Using a Renesas RZ/V2L Evaluation Kit and computer vision to monitor people in line at a retail checkout lane.
Created By: Solomon Githu
Public Project Link: https://studio.edgeimpulse.com/public/166649/latest
No one likes waiting in lines! Research shows that people wait in lines three to five days a year. Long queues at supermarkets cause shopper fatigue, reduce the customer experience and can lead to cart abandonment.
Existing surveillance cameras can be used in stores near the checkout area. Using Computer Vision models , the camera will be able to understand how many customers are in a queue. When the line reaches a certain threshold of customers, this can be identified as a long queue, so staff can take action and even suggest that another counter should be opened.
A branch of mathematics known as queuing theory investigates the formation, operation, and causes of queues.

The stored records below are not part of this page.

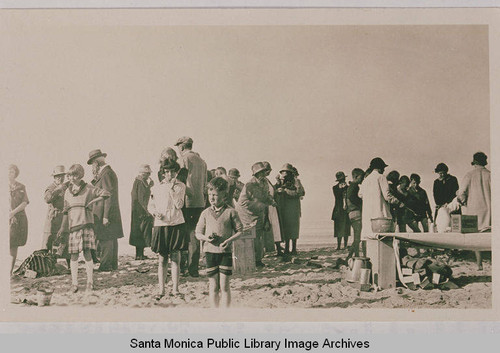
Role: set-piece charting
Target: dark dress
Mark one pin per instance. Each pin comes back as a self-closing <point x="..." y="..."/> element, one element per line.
<point x="19" y="223"/>
<point x="288" y="209"/>
<point x="340" y="216"/>
<point x="141" y="225"/>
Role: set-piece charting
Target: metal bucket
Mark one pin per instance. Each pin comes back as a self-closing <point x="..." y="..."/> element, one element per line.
<point x="383" y="225"/>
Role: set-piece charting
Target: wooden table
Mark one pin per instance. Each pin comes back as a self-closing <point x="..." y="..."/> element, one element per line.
<point x="380" y="250"/>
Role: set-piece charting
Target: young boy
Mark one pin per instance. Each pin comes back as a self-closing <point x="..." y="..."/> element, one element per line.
<point x="218" y="227"/>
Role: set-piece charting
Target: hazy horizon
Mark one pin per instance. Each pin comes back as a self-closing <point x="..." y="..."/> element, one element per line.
<point x="324" y="98"/>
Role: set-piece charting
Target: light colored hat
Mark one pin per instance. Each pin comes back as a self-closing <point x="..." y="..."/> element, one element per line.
<point x="144" y="168"/>
<point x="58" y="170"/>
<point x="95" y="154"/>
<point x="258" y="167"/>
<point x="287" y="167"/>
<point x="184" y="140"/>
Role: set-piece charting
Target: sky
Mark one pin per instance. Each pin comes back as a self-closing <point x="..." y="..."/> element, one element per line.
<point x="324" y="98"/>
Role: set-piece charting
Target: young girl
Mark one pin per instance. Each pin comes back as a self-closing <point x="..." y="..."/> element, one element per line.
<point x="167" y="200"/>
<point x="219" y="225"/>
<point x="79" y="220"/>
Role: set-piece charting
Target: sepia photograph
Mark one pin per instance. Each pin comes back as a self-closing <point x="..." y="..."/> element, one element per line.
<point x="160" y="160"/>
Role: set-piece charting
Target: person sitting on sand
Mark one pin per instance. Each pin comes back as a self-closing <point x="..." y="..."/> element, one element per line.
<point x="218" y="227"/>
<point x="78" y="219"/>
<point x="167" y="200"/>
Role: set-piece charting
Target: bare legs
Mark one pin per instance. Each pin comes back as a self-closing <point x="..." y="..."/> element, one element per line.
<point x="89" y="268"/>
<point x="163" y="272"/>
<point x="220" y="282"/>
<point x="13" y="255"/>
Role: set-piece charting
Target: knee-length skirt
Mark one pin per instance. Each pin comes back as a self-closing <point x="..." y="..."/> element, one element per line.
<point x="167" y="239"/>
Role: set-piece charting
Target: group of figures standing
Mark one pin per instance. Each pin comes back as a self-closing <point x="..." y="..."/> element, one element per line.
<point x="187" y="207"/>
<point x="371" y="195"/>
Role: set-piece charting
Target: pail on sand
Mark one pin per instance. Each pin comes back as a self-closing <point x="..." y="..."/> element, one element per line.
<point x="44" y="293"/>
<point x="354" y="274"/>
<point x="364" y="276"/>
<point x="383" y="225"/>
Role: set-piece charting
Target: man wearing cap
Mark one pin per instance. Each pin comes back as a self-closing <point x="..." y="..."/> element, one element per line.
<point x="340" y="216"/>
<point x="445" y="187"/>
<point x="107" y="216"/>
<point x="54" y="197"/>
<point x="196" y="183"/>
<point x="141" y="225"/>
<point x="475" y="196"/>
<point x="251" y="206"/>
<point x="234" y="175"/>
<point x="376" y="197"/>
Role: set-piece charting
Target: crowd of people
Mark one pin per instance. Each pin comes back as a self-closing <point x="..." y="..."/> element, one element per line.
<point x="189" y="209"/>
<point x="372" y="195"/>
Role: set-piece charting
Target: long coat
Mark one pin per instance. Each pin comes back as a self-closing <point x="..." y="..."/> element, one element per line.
<point x="340" y="217"/>
<point x="108" y="208"/>
<point x="19" y="223"/>
<point x="289" y="210"/>
<point x="141" y="225"/>
<point x="475" y="192"/>
<point x="376" y="197"/>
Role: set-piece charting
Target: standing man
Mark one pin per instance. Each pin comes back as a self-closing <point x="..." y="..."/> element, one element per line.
<point x="340" y="217"/>
<point x="107" y="217"/>
<point x="54" y="197"/>
<point x="195" y="197"/>
<point x="445" y="187"/>
<point x="252" y="205"/>
<point x="475" y="196"/>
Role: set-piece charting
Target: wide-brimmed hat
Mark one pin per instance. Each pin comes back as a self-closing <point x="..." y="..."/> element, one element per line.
<point x="258" y="167"/>
<point x="340" y="176"/>
<point x="144" y="168"/>
<point x="95" y="154"/>
<point x="441" y="167"/>
<point x="58" y="170"/>
<point x="184" y="140"/>
<point x="479" y="158"/>
<point x="287" y="167"/>
<point x="377" y="163"/>
<point x="233" y="172"/>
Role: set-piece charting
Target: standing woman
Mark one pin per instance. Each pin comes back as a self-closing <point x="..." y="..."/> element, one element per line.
<point x="18" y="221"/>
<point x="288" y="199"/>
<point x="340" y="216"/>
<point x="141" y="220"/>
<point x="169" y="225"/>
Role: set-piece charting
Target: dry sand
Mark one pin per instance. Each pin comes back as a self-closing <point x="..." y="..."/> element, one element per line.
<point x="278" y="285"/>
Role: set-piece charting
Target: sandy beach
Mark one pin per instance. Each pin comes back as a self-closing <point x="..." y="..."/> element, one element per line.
<point x="312" y="279"/>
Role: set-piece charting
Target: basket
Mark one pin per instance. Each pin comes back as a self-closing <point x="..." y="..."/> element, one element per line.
<point x="383" y="225"/>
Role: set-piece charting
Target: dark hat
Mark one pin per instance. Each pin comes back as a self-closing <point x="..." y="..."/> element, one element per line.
<point x="441" y="167"/>
<point x="258" y="167"/>
<point x="287" y="167"/>
<point x="170" y="164"/>
<point x="377" y="163"/>
<point x="58" y="170"/>
<point x="479" y="158"/>
<point x="95" y="154"/>
<point x="234" y="172"/>
<point x="184" y="140"/>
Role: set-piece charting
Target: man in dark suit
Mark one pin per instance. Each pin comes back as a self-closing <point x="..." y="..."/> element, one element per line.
<point x="107" y="217"/>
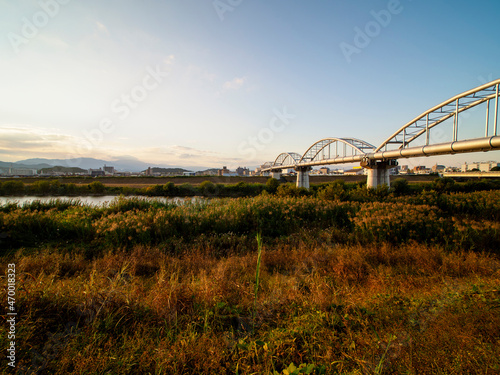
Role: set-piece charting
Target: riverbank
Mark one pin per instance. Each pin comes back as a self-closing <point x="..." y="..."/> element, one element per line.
<point x="392" y="284"/>
<point x="140" y="182"/>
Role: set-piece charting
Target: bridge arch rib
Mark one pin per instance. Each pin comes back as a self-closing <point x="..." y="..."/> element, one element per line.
<point x="286" y="158"/>
<point x="451" y="108"/>
<point x="355" y="146"/>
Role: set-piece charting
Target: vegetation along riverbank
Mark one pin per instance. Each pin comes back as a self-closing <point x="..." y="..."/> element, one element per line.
<point x="342" y="280"/>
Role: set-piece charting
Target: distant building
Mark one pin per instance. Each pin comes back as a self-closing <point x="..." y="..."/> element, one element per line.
<point x="438" y="168"/>
<point x="226" y="172"/>
<point x="22" y="172"/>
<point x="242" y="171"/>
<point x="354" y="172"/>
<point x="420" y="169"/>
<point x="96" y="172"/>
<point x="481" y="166"/>
<point x="109" y="170"/>
<point x="403" y="169"/>
<point x="324" y="170"/>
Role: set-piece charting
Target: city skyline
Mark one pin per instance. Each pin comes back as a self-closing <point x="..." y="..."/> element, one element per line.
<point x="233" y="83"/>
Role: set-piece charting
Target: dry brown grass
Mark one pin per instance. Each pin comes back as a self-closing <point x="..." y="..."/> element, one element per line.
<point x="353" y="309"/>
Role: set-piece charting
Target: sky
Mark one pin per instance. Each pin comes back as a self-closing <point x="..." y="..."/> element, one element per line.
<point x="194" y="83"/>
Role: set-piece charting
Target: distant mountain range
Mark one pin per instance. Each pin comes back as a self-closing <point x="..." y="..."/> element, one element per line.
<point x="121" y="164"/>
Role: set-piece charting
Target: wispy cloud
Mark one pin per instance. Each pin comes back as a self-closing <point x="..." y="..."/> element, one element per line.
<point x="235" y="84"/>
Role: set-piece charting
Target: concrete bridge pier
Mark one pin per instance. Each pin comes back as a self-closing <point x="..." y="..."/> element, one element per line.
<point x="378" y="172"/>
<point x="303" y="176"/>
<point x="276" y="173"/>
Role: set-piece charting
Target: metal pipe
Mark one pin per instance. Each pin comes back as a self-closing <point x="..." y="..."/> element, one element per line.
<point x="496" y="112"/>
<point x="487" y="118"/>
<point x="427" y="134"/>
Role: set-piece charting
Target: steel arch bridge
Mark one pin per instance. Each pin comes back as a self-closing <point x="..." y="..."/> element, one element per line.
<point x="401" y="144"/>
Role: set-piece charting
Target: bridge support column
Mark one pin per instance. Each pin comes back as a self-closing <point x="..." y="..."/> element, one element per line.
<point x="303" y="177"/>
<point x="276" y="174"/>
<point x="378" y="172"/>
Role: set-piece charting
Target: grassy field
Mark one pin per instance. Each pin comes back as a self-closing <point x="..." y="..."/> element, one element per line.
<point x="346" y="282"/>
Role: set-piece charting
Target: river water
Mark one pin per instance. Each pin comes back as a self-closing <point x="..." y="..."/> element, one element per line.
<point x="97" y="201"/>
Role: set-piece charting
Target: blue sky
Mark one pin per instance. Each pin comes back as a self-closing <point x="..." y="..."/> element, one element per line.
<point x="231" y="82"/>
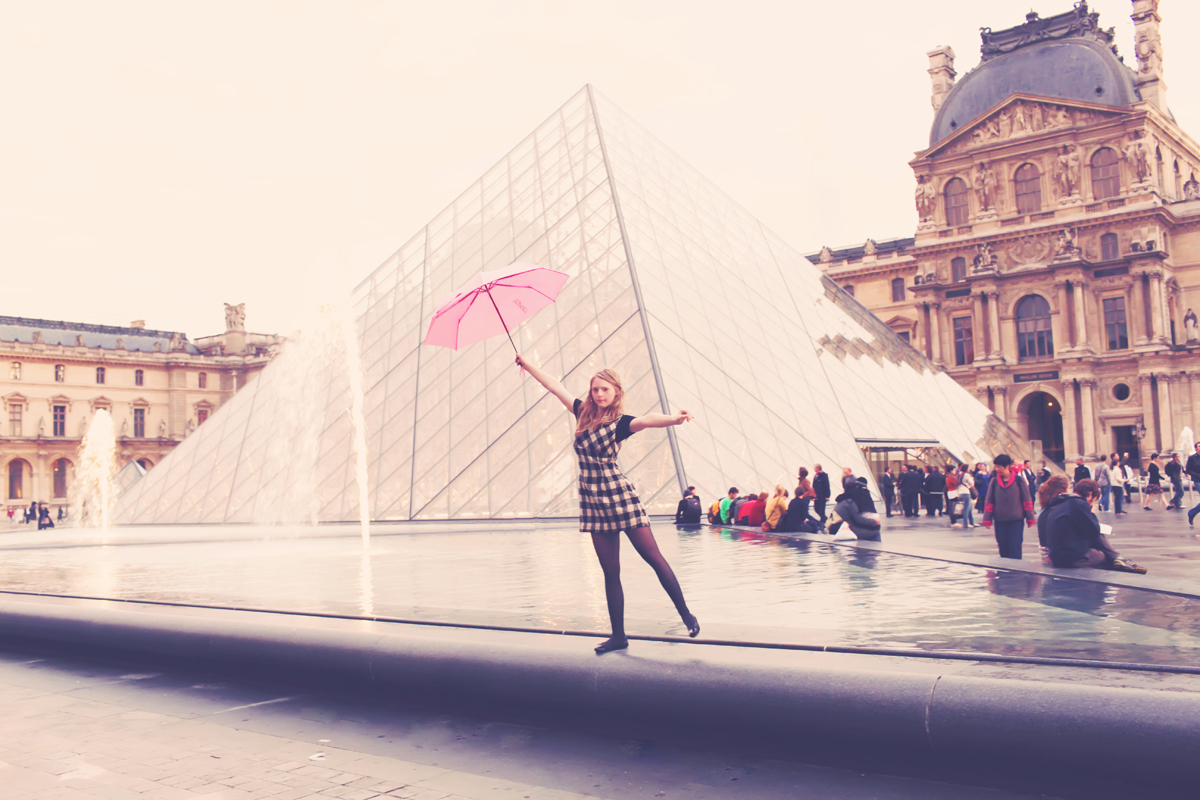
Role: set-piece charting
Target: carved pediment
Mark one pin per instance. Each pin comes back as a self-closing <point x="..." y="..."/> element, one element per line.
<point x="1021" y="115"/>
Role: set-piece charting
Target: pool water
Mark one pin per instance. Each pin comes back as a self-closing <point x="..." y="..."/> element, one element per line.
<point x="743" y="585"/>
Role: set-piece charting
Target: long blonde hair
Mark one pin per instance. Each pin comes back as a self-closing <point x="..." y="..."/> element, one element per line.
<point x="591" y="415"/>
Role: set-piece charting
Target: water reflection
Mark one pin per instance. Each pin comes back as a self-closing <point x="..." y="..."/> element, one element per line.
<point x="744" y="585"/>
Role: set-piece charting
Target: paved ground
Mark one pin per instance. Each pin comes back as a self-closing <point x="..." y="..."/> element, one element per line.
<point x="75" y="729"/>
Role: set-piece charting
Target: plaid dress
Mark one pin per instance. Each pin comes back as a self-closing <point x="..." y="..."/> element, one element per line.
<point x="607" y="500"/>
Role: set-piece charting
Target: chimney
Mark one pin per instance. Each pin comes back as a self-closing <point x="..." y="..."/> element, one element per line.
<point x="941" y="71"/>
<point x="1149" y="47"/>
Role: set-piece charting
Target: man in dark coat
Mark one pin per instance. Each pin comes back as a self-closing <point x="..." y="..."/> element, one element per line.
<point x="1193" y="470"/>
<point x="821" y="487"/>
<point x="910" y="489"/>
<point x="888" y="487"/>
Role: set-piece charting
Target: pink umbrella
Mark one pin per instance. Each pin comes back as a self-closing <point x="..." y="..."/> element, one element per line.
<point x="493" y="301"/>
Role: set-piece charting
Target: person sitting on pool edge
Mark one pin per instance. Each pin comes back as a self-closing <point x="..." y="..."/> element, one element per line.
<point x="1073" y="533"/>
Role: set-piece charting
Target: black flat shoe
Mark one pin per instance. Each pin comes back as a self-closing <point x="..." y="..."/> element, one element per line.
<point x="609" y="645"/>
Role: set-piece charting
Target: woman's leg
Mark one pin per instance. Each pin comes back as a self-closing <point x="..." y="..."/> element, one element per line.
<point x="643" y="542"/>
<point x="609" y="552"/>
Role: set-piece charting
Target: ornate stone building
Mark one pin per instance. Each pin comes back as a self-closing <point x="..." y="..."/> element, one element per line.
<point x="1056" y="259"/>
<point x="157" y="385"/>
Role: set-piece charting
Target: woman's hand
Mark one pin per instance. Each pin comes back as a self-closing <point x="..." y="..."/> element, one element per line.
<point x="682" y="416"/>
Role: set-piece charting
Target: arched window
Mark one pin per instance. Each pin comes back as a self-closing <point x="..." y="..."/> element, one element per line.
<point x="61" y="477"/>
<point x="1035" y="338"/>
<point x="1105" y="176"/>
<point x="958" y="269"/>
<point x="1029" y="190"/>
<point x="957" y="203"/>
<point x="1109" y="247"/>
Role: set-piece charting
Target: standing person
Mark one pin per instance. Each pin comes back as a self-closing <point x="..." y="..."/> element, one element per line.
<point x="1104" y="480"/>
<point x="1008" y="503"/>
<point x="821" y="489"/>
<point x="688" y="512"/>
<point x="1175" y="473"/>
<point x="727" y="505"/>
<point x="1153" y="483"/>
<point x="609" y="503"/>
<point x="967" y="495"/>
<point x="1193" y="469"/>
<point x="910" y="489"/>
<point x="1081" y="471"/>
<point x="1117" y="479"/>
<point x="888" y="487"/>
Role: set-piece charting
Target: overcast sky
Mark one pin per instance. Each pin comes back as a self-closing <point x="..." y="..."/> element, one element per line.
<point x="160" y="158"/>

The arrival process, service process, number of servers, number of system spaces, and number of consumers are all factors that are examined by queueing theory. The goal of queueing theory is to strike a balance that is efficient and affordable.
For this project, I developed a solution that can identify when a long queue is forming at a counter. If a counter is seen to have 51 percent of the total customers then the system flags this as a long queue with a red indicator. Similarly the shortest serving counter is indicated with a green indicator signaling that people should be redirected there.
You can find the public project here: Person Detection with Renesas DRP-AI. To add this project to your Edge Impulse projects, click “Clone” at the top of the window.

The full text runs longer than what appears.